Ahmed Harrâr Hazretleri
Ahmed Harrâr hazretleri sohbetlerinde buyurdu ki:"Her zaman nefsini suçlamayıp, ona muhâlefet etmeyen aldanmıştır. Nefsine rızâ gözüyle bakan mahvolmuştur."
"Allah korkusu, kalpte bulunan bir meşâleden ibâret olup, hayır ve şer nâmına kalpte bulunan her şey, ancak onunla görülebilir."
"Üzerinde dâimâ Allahü teâlânın lütfunu gören kimsenin mahvolmayacağı ümid edilir."
"İbâdet ve amel sâhibi için en faziletli şey, Allahü teâlânın huzûrundaki murâkabe hâlidir."
"Allahü teâlâya güvenip kendini zengin bilmek ne hoştur. Bir nâmerde dayanıp kendini zengin bilmek ise ne fenâdır."
"Kulluk, kulun zinetidir.
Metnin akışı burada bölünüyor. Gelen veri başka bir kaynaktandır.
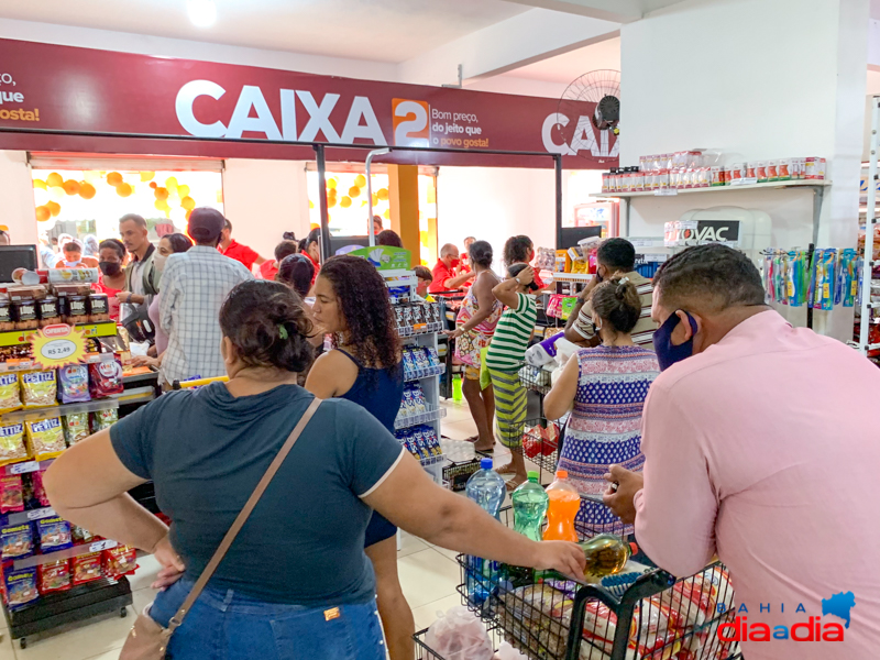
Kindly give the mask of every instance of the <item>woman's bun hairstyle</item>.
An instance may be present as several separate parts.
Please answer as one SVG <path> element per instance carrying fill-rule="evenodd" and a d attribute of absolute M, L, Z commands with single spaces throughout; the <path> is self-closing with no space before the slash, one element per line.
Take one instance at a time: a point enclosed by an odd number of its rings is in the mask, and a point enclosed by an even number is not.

Kulluğu terk eden süsten mahrûm kalır."
"Zehir ölümün habercisi olduğu gibi, günahlar da küfrün habercisidir."
SALİHLERLE SOHBET VE HİZMET
"Gönlünde tevâzûun, alçak gönüllülüğün bulunmasını isteyen bir kimsenin, sâlihlerin sohbetinde bulunması ve onlara hizmetten ayrılmaması lâzım gelir."
"İşlenen kusur ve kabahatlerden ötürü her zaman gönlü kırık olmak lâzımdır."
"Mürüvvet, insafı yerine getirmek ve hiç kimseden intikâm almayı istememektir."
"Her kim söz, iş ve hâllerini Kur'ân-ı kerime ve hadis-i şeriflere uygun yapmaz ve günahlarından dolayı kendini suçlamazsa, onu veliler sınıfından saymazlar."
Ahmed Harrâr hazretleri, vefat edeceği zaman şöyle dua etti:
"Ey yardımcıların en iyisi! Ey ümitsizlerin sığınağı! Yâ Erhamerrâhimin! Ey günâhları örten merhâmeti bol Allah'ım! Habibin, sevgili Peygamberin hürmeti için ve bütün peygamberlerin, meleklerin, peygamberinin Eshâbının ve Tâbiinin hürmetleri için, günâhı çok olan bizlere acı! Suçlarımızı affeyle!"